Councillor Geoffrey Theobald will step down as leader next month and retire at the next local elections in 2019.
He said: “At the last elections I advised my local Conservative Party Association that they would be my last and I confirmed that again at the beginning of the new council term in 2015.
“So, as my colleagues in the Conservative group know, I will be leaving the city council in two years’ time when my term of office expires.
“As I was first elected to Brighton County Borough Council at a by-election in 1968, next year I will have had the honour of continuously serving as a councillor in Brighton, where I was born, for Brighton, East Sussex and Brighton and Hove councils for 50 years.
“For the last 33 of these years, I will have had the great privilege of representing the residents of Patcham Ward and I will always be grateful for the continued support and friendship that I have enjoyed over all this time.
“I have either held office as leader, opposition leader, cabinet member or committee chairman for all but my first two years, and I was Mayor of Brighton in 1982-83 when I welcomed Margaret Thatcher and her government to Brighton.
“I have decided that my last two years will be spent in the same way as my first, and I therefore advised my group on Monday that I will not be standing for re-election as leader at our annual general meeting next month.
“I have been enormously proud of my involvement in bringing on to the council, and continuing to encourage, a number of new and younger Conservative councillors.
“So, I think that the time is now right for those who will be leading the Conservative Party into the next local elections in two years’ time, and then forming what I expect to be a Conservative administration, to take the lead.
“My successor as leader of the Conservative group, who will take over from me at the council’s annual meeting on (Thursday) 18 May, will of course have my full support and encouragement.
“I would like to take this opportunity to thank Conservative group members, past and present, for their continued support over all these years, which I have much appreciated.”
People of all Parties applauded, at some length, cllr Theobald’s epic speech last June against Labour’s latest plot to close down Hove’s Carnegie Library. I said on the radio early the next morning that it was the speech of his lifetime.
Oration from Theobald is rarely heard these days and the speech CH refers to was a lovely little glimpse into his past of erudite Tory legend. Sadly, in my time, what I have mostly seen from him – the flailing arms and high-pitched wailing that Jason Kitcat so wickedly uploaded to You Tube during the Tory Administration years – has done him little credit.

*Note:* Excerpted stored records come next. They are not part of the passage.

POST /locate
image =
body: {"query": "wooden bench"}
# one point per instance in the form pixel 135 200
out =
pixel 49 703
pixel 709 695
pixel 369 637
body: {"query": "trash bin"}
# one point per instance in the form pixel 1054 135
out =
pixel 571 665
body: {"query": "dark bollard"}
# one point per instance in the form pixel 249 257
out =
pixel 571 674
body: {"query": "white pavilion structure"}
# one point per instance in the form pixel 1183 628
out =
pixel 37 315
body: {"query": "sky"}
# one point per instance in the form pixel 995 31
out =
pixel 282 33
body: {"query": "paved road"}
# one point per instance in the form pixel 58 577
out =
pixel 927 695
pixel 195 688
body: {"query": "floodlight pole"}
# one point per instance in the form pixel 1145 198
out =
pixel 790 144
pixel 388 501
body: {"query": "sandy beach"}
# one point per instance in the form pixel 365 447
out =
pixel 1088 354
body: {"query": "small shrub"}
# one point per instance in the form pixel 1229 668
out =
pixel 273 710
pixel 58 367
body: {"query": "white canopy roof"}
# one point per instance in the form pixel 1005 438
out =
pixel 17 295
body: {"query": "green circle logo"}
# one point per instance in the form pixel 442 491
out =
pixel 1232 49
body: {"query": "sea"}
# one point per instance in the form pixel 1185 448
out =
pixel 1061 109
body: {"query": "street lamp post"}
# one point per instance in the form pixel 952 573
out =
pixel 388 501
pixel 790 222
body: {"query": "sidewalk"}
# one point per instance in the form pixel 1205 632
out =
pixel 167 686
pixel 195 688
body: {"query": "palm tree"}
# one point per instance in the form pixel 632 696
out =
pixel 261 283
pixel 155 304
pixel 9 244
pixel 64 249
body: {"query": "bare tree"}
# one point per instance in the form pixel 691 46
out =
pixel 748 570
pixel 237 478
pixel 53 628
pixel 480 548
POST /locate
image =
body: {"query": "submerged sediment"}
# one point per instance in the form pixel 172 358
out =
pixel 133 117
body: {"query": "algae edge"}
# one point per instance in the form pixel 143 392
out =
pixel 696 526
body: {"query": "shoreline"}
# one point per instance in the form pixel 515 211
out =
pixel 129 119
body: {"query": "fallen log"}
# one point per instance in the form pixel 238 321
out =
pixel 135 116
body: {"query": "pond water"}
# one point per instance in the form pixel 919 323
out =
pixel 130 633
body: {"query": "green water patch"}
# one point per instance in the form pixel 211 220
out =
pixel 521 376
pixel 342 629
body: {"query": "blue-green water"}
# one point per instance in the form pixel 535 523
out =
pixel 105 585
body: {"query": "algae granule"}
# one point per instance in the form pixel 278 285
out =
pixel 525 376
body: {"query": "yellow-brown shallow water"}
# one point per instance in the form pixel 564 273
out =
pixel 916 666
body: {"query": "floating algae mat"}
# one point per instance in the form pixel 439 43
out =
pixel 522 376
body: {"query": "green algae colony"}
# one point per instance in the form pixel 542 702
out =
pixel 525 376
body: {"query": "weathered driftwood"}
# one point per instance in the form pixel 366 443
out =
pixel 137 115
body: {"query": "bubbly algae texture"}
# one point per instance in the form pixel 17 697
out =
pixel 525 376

Frances Tonks, Bill Randall and (occasionally still) Garry Peltzer Dunn are also remembered for capacity to galvanise listeners with amazing speaking ability.
Cllr Tonks’s sex-change is news to me. May I be among the first to convey all the best – even if I shall miss that extraordinary resemblance to Colonel Sanders when he and I worked hard, speeches galore, to see off the 2001 plot by Lord Bassam and Simon Fanshawe to have Hove and Brighton at their mercy.
It’s about time he went. Can’t comment on what he did in the past, as I’m too young. But he’s not that visible within the ward at the moment and doesn’t actually seem to do much as a ward councillor, leaving that to one of his ward colleagues.
Will be nice to have a chance to get a different councillor for Patcham and Hollingbury that will work for the people of the ward.
Naturally, I had many disagreements with Geoffrey Theobald. An abiding memory, however, is May 2010.
I had prevailed upon the Green Party, with the help of cllr West, to insist – from my many talks on the hoof – that the General Election in Pavilion turned upon the shifting demographic of Patcham. I spent a month in cycling to there from Hove and back every day. The support built up. It was exhilarating.
So much so that, come Polling Day, there were Green posters across the place. Jonathan Porritt became a familiar sight there. And, that Polling Day, I cycled from Hove to be a teller at a Polling Station at 7am, where Geoffrey Theobald in his Jag arrived fifteen minutes late!
He and I had good-natured badinage around all this. And I treasure the moment, around 8 am, when a fellow arrived to vote, saw my rosette and declared, “I’m voting for you! Up the Revolution!” Geoffrey gulped at this, startled, as if it should not be happening in Patcham, but shrugged as if to accept changing times.
And doubtless he agreed with Caroline’s husband that my insistence upon work in Patcham helped her majority.
Be that as it may, I found it a wonderful time. Doorsteps are so much more interesting than polls.